I don't think they "have to" sell to socialized countries... and I'm dang sure they don't have to sell to anyone below market.
I think that some drug companies choose to sell a few bits of drugs below market for PR - but nothing beyond a strong marketing budget.
If Canucks (or anyone else) have unlimited access to cheap drugs, it's because their taxes subsidize prices... making it so that our access to the drugs amounts to Canadian gov't subsidies of US individual drug purchases.
That being said, your point that we pay high prices so that others can have low prices, is not far off IMO. Just ask the UN.
Principled notes that companies don't have to sell, and that's true, but there are two practical problems.
One is that the drug patents are, I believe in all cases, disclosed, so not selling depends on these countries enforcing our companies intellectual property rights. That is, that they won't just start manufacturing generics right away. I don't know how strong this patent-protection regime is worldwide.
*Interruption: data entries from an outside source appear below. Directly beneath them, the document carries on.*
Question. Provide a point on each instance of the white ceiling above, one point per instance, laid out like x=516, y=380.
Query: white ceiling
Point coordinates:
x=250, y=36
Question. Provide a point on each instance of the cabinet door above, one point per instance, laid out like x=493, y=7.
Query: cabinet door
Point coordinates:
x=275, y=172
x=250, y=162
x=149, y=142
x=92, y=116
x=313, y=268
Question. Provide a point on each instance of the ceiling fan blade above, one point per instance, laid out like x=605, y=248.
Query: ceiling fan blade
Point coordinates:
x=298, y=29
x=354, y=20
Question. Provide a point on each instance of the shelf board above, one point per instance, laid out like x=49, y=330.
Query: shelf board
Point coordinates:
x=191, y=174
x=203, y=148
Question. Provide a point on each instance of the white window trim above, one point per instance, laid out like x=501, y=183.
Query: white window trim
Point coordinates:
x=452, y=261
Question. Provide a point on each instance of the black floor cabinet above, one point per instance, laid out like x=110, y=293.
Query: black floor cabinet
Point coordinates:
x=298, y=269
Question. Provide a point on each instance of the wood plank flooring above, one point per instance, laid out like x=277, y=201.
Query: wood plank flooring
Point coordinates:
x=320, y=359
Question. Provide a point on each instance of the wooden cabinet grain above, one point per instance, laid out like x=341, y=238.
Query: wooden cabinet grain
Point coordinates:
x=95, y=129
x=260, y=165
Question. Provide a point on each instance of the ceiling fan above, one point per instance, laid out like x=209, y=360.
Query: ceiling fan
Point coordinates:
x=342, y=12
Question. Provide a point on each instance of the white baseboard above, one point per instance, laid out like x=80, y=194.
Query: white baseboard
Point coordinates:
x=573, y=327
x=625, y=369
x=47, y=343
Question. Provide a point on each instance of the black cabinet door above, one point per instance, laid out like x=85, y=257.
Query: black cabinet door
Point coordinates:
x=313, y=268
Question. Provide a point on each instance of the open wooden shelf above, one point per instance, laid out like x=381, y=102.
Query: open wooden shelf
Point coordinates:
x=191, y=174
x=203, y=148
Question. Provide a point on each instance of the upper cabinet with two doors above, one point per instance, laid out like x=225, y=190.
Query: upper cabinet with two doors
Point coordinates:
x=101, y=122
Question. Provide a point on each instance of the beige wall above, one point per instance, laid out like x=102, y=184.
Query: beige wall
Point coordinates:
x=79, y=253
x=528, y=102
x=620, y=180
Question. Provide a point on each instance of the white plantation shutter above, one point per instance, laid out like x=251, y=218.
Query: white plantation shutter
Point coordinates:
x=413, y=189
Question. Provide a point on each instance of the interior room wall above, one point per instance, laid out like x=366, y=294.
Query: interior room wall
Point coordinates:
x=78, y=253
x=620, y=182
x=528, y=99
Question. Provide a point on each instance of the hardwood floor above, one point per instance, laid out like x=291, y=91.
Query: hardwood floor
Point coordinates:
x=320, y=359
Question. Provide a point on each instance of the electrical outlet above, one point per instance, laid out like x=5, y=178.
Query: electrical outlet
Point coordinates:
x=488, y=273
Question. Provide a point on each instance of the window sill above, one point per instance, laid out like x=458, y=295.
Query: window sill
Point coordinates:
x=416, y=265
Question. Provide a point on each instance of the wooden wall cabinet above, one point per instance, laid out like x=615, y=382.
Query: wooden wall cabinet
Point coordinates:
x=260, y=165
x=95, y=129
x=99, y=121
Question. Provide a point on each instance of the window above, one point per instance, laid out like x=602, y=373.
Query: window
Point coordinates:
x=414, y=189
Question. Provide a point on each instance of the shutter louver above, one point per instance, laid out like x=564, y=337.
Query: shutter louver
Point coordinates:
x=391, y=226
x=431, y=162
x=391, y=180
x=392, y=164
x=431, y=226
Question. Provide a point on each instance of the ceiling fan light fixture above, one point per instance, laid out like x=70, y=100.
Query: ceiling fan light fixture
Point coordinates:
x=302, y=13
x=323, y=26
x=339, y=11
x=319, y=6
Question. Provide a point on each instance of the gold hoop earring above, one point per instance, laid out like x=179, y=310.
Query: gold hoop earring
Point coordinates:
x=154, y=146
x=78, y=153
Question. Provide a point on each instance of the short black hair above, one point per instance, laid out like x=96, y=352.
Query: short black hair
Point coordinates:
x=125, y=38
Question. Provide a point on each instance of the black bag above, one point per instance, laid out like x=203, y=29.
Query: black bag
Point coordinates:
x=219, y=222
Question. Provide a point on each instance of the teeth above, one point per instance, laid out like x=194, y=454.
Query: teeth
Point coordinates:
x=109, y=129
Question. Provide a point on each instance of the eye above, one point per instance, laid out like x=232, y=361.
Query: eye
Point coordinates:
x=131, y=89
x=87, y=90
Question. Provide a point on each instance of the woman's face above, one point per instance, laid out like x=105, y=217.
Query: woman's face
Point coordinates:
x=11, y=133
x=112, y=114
It's probably decent in Canada and Europe, lousy in Africa and Asia, and not reliable anywhere.
Secondly, it's a marginal cost thing. If companies begin selling in the U.S., then any other markets they add, above their marginal cost of manufacture, which, for estimation purposes, is probably zero, is just additional revenue. It's not fair, but it's the way it is.
When you have a monopoly there is no "market" price, since without regulation you get to set the price. The question that remains unanswered is the comparison between the selling price and the cost of production, including full cost recovery over some reasonable number of years.